By Monica Peters
Lois Fernandez, founder of the annual Odunde Festival, passed away on Sunday.
Reports say confirmation came via Fernandez’s family that the 81-year-old passed away in her sleep.
Fernandez, an activist and cultural worker, founded the Odunde Festival in 1975 with a $100 grant. The festival would continue on for four decades to present day as the largest African American street festival in the United States attracting nearly 500,000 people.
“I wanted to bring more African culture to Philadelphia,” said Fernandez in an interview last year.
The festival has origins in the Nigerian New Year celebrated in the Yoruba religion.
The festival features a procession over the South Street Bridge to the Schuykill River, vendors, musical concerts and attendees congregating, reconnecting and having a great time.
In April 2016 Fernandez authored a memoir titled Recollections (part one) with Deborah Kodish detailing her upbringing and life in South Philadelphia during the 1930’s.
Fernandez describes her lively community of South Philly noting “we were all poor together.”

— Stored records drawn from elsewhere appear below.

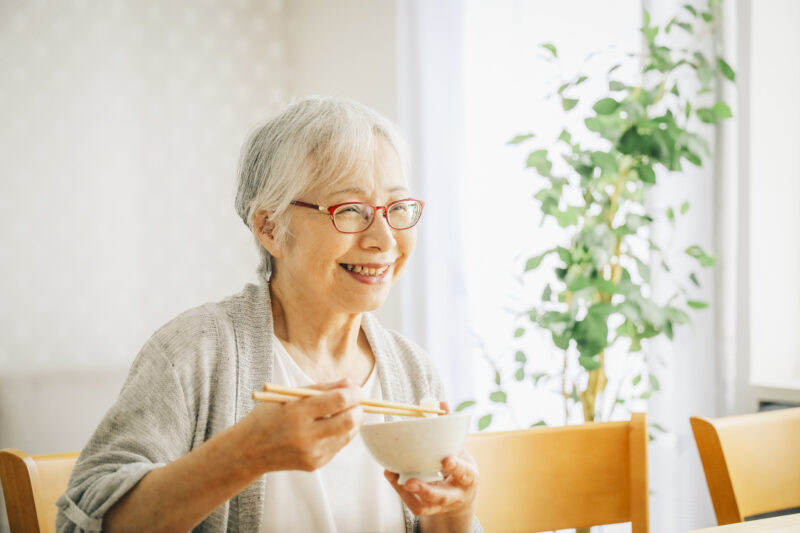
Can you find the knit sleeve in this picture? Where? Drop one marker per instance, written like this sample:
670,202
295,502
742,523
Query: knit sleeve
149,426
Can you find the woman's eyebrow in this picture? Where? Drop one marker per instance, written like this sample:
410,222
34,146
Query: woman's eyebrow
358,190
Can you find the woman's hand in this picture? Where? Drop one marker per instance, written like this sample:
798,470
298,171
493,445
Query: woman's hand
446,505
304,434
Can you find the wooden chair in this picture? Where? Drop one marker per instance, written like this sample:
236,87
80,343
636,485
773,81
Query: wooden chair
31,486
751,462
543,479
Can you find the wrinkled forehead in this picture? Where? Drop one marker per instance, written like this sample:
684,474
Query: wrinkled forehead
341,162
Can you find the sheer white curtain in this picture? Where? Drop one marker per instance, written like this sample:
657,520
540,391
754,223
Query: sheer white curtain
430,111
474,79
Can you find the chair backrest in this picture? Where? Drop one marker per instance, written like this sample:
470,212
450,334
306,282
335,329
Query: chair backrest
31,486
751,462
543,479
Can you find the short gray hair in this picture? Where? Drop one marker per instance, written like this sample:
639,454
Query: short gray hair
309,146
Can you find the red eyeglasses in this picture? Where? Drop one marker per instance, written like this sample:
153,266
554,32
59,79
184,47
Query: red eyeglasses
355,217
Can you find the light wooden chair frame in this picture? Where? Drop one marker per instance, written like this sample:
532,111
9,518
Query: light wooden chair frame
31,486
549,478
751,462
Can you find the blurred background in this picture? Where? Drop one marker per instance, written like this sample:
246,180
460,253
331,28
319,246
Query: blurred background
121,123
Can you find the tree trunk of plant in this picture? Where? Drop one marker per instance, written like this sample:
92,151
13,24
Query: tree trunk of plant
597,384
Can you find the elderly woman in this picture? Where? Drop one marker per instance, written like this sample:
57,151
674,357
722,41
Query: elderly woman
323,188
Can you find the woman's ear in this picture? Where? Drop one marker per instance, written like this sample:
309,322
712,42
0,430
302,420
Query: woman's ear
264,228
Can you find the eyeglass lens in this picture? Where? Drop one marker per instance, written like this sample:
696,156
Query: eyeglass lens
352,218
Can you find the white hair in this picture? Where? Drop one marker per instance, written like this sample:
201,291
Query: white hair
308,147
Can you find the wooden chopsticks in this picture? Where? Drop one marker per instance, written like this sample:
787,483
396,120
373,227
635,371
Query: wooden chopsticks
280,394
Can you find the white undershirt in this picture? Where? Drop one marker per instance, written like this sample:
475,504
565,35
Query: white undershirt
347,495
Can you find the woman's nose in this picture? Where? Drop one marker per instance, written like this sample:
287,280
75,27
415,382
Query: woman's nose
380,234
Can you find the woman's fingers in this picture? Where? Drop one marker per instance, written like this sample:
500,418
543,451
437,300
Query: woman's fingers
461,469
416,506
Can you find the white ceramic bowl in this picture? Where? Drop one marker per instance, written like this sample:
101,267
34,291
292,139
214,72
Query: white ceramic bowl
415,448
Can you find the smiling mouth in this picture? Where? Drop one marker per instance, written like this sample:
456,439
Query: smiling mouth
365,271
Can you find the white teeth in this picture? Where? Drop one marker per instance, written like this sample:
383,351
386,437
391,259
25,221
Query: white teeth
358,269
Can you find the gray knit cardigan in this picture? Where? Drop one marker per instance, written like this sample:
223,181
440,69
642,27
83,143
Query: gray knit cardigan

Fernandez grew up helping her mother, the first Black committeewoman in South Philadelphia.
Her legacy of activism would extend through generations.
The first year that Lois Fernandez organized Odunde, she had her 1-year-old daughter Oshunbumi “Bumi” Fernandez strapped on her back.
Bumi, would later become the CEO of the Odunde Festival.
Rest in Power Lois Fernandez. Thank you for the blueprint and rich legacy you have bestowed upon Philadelphia.
The Philadelphia Sunday SUN, extends its heartfelt condolences on the death of Lois Fernandez founder of the Odunde Festival. Our prayers are with her daughter Bumi and her family.